Interview with Maggie Rogers

Inside the mind of NYC's most lovable songstress

By: Jillian Dooley

July 29, 2014

"In [these songs], I find comfort, closure, excitement, peace and hope that those who listen may find some of the same."

On the heels of the release of her new album ‘Blood Ballet,’ I had the opportunity to interview singer-songwriter Maggie Rogers, a quirky 20-something who considers her songs to be creatures and her banjo to be a trusty sidekick. Fueled by movement and loss, Maggie’s music seems to have grown up alongside her, each album more intricate and more sophisticated than the last. Perhaps the Maggie who self-released her debut “The Echo” back in 2012 was less acquainted with heartbreak, the art of profanity, and the “blood ballet” that relationships can often be. However, we’re happy for the life and for the learning between her first record and her latest— ‘Blood Ballet’ is a near-perfect articulation of full-bodied pain, and that pain makes for some lovely sounds. Read on to hear what the folk singer has to say about her inspirations, her experiences, and her latest release:

Tell me about the first song you ever wrote and what inspired you to write it.

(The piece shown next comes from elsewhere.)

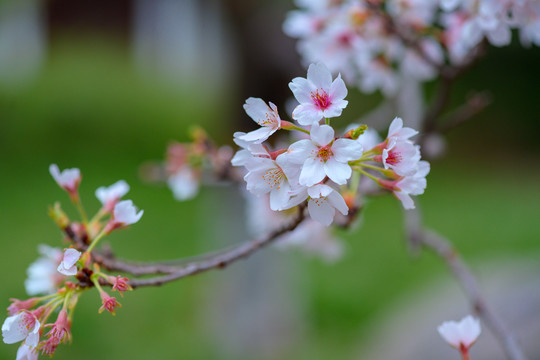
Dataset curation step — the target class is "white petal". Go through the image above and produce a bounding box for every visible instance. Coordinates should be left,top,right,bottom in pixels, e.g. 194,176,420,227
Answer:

My first song actually started as a joke. I was at an all girls summer camp and it was a particularly rainy summer. Stuck in our cabin deep in the woods with no electricity, my friends and I started making up a verse about how the rain was never going to stop and how our cabin would crumble in a big flood.  When I came back to finish the song the next day, I started thinking about a time when it was sunny and thinking about a boy back home that I had been writing letters to that summer. When I started fusing emotion into the song, something just clicked.  

How much of your lyrics are based on real life experiences?

From that day in the cabin, my songwriting continued to grow and become an outlet for my whole bundle of middle school emotions. As I matured, so did my songwriting and the emotions and experiences that I was writing about. I choose not to go by a pseudonym because the music I write stems unwaveringly from personal experience. “James” is a real person that has influenced my life and so is the boy with the “Good Heart.”

How has studying at the Clive Davis Institute of Recorded Music at NYU inspired or changed your music?

The biggest thing that the Clive Davis Institute of Recorded Music has offered me is exposure to new types of music and music makers. I’m from a small farm in Maryland and before NYU, was a self taught musician, producer, and studio engineer.  The past two years have been spent crafting my technical skills and identity as an artist. I have incredible respect for my teachers and peers and will forever be grateful for their influence.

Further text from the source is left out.